Dubry dropped a video where his “own” two Spearheads fought each other, and honestly that alone was enough to get us talking. What stood out immediately was something we really like in small-format games: the result apparently stayed uncertain until the last turn. That is a huge plus for us. There is nothing worse than a game that feels decided too early, and Spearhead seems to avoid that pretty well.
The more we look at it, the more playable it seems
Our first impression from the discussion was simple: if both players have a decent handle on the rules, Spearhead looks very playable. Not just as a stripped-down introduction to Age of Sigmar, but as a format that can genuinely stand on its own.
A big part of that seems to be how scoring works.
At first we were talking past each other a bit, but the final version was this:
- there are objectives that exist as part of the game,
- there are twists,
- and there are also card-based tasks/commands that your opponent does not fully know.
Michał clarified that each turn you have your own command, and you can either use it as an order or complete the task for victory points. The important bit is that the tasks on your card are hidden from your opponent, even if the general structure of scoring in the scenario is not.

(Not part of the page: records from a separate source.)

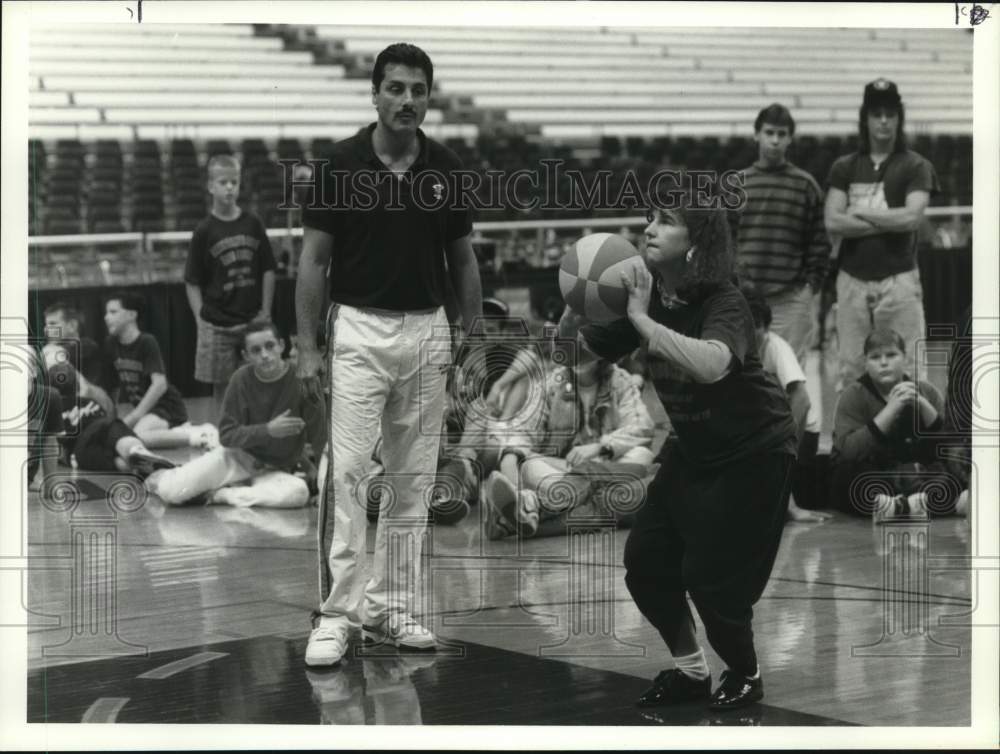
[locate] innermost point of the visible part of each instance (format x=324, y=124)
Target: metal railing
x=149, y=265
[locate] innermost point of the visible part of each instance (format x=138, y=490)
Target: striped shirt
x=781, y=239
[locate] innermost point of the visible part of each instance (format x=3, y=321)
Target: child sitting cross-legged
x=266, y=422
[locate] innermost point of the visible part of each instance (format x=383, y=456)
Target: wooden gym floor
x=145, y=613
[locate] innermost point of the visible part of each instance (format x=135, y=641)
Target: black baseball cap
x=881, y=93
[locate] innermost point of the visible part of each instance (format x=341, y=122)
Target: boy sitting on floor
x=266, y=421
x=91, y=432
x=157, y=415
x=779, y=360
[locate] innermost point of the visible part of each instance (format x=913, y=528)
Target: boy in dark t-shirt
x=267, y=420
x=63, y=331
x=229, y=276
x=157, y=414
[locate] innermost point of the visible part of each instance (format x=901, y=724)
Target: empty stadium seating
x=124, y=118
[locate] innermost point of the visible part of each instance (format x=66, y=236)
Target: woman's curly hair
x=714, y=259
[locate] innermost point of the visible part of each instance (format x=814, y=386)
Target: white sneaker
x=962, y=504
x=527, y=513
x=400, y=630
x=327, y=644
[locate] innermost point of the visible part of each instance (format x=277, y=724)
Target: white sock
x=693, y=665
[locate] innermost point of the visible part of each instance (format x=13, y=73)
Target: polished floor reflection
x=860, y=624
x=264, y=680
x=141, y=612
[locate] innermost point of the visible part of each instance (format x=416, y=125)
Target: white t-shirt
x=778, y=358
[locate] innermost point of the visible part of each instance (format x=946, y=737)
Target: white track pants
x=223, y=467
x=387, y=377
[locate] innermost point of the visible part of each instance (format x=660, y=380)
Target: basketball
x=590, y=276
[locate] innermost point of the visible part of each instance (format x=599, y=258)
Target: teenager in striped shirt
x=782, y=243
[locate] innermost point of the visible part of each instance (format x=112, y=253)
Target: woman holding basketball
x=714, y=514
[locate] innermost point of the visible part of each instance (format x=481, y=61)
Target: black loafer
x=673, y=687
x=736, y=691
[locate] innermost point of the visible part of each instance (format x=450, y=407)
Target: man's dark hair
x=402, y=53
x=777, y=115
x=70, y=313
x=266, y=326
x=864, y=145
x=884, y=94
x=881, y=337
x=131, y=301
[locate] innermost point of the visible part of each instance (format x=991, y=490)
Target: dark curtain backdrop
x=946, y=275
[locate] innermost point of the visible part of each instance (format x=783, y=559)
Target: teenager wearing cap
x=874, y=204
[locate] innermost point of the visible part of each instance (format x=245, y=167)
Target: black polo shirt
x=743, y=414
x=389, y=233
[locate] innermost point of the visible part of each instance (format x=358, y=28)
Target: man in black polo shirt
x=383, y=216
x=875, y=203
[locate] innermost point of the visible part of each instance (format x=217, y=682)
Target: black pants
x=714, y=535
x=856, y=484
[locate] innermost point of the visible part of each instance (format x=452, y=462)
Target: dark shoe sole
x=752, y=698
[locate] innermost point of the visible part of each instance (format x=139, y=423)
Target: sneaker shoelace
x=324, y=633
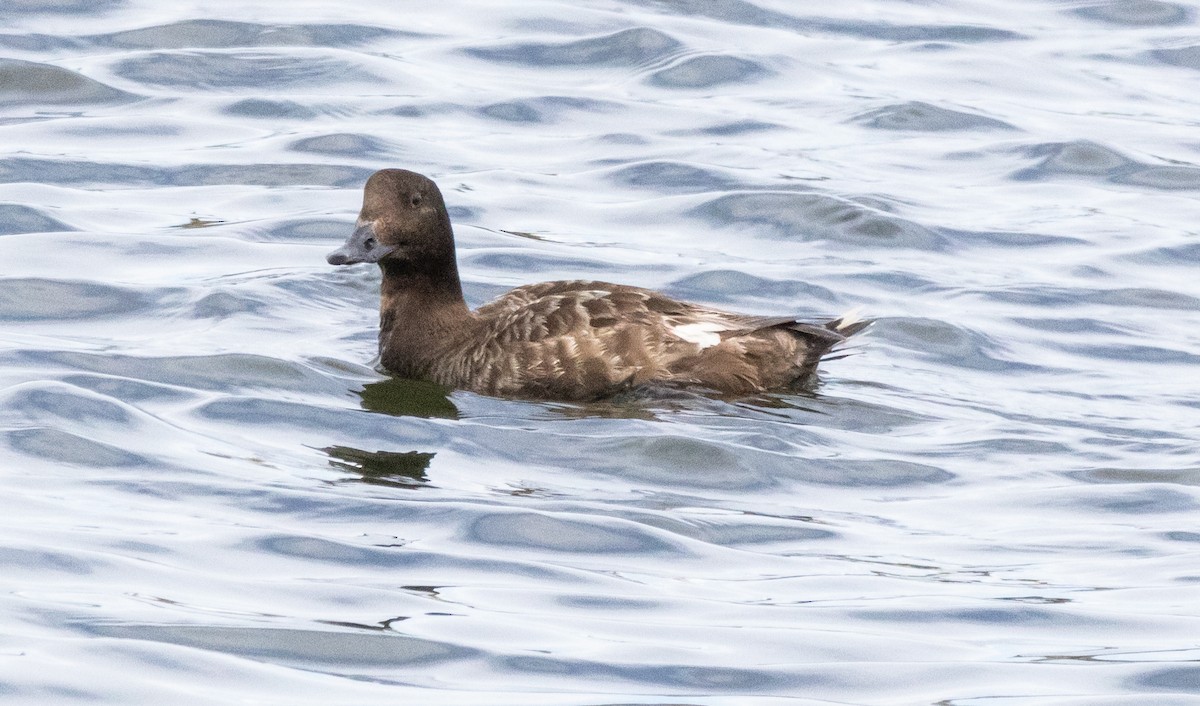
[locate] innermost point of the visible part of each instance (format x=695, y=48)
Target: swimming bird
x=567, y=340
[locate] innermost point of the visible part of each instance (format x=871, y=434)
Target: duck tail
x=850, y=323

And honestly, we really like that idea.
Hidden scoring adds tension
This is probably the most exciting thing from the whole conversation. Hidden scoring creates that nice uncertainty where you can read the board state, but you still cannot be completely sure what the other player is trying to squeeze out of the turn.
That makes the game feel more alive.
You are not just calculating visible points on the table. You also have to think about what the other side might be setting up. Combined with twists and scenario objectives, that sounds like a very solid recipe for games that stay interesting until the end.
If that battle report is representative, Spearhead may have hit a really nice middle ground between accessibility and meaningful decision-making.
And then, inevitably, we started browsing boxes
Because of course we did.
At some point the conversation turned toward the Slaves to Darkness Spearhead, with the universal hobby meaning of posting a shop link followed by a question mark and a smiley. We all know what that means. It means somebody is already halfway to checkout.
At the same time, there was also a less enthusiastic reaction to one of the models shown in the discussion:

We are not going to pretend every model hits equally hard. Sometimes a unit makes us want to start a new project immediately, and sometimes the reaction is… a lot less charitable.
Push-fit, glue, and the eternal dream of skipping assembly
The other practical hobby question that came up was about the Stormcast paint set, specifically the Liberators inside it.
Dubry asked whether those miniatures also appear in other sets and whether they are always no-glue models. Michał’s answer was exactly the kind of thing that every Warhammer buyer has run into at some point: it depends.
The same unit can appear in different forms depending on the release:
- sometimes push-fit,
- sometimes requiring glue,
- and in this specific case, Michał noted that from the Skaventide-era releases onward, the currently sold versions should now be push-fit.
That is useful to know, especially for anyone treating Spearhead as a lower-friction way into Age of Sigmar. Assembly style matters more than people sometimes admit. If you want to get models on the table quickly, push-fit can make a real difference.
And yes, the most relatable line of the whole exchange may have been the wish that Games Workshop would simply sell them assembled and painted already. We suspect we are not alone in that dream.
Our takeaway
Right now our feeling is that Spearhead keeps sounding better the more we understand how it actually works.
What we like most from this chat:
- games seem capable of staying close until the final turn,
- hidden card objectives add tension,
- the format looks genuinely playable, not just introductory,
- and the model range still has enough hobby weirdness to spark the usual debates about boxes, sculpts, and assembly.
In other words: very Warhammer, and very promising.
If we keep talking about Spearhead at this rate, it is probably only a matter of time before more of us end up with suspiciously small Age of Sigmar armies on the shelf.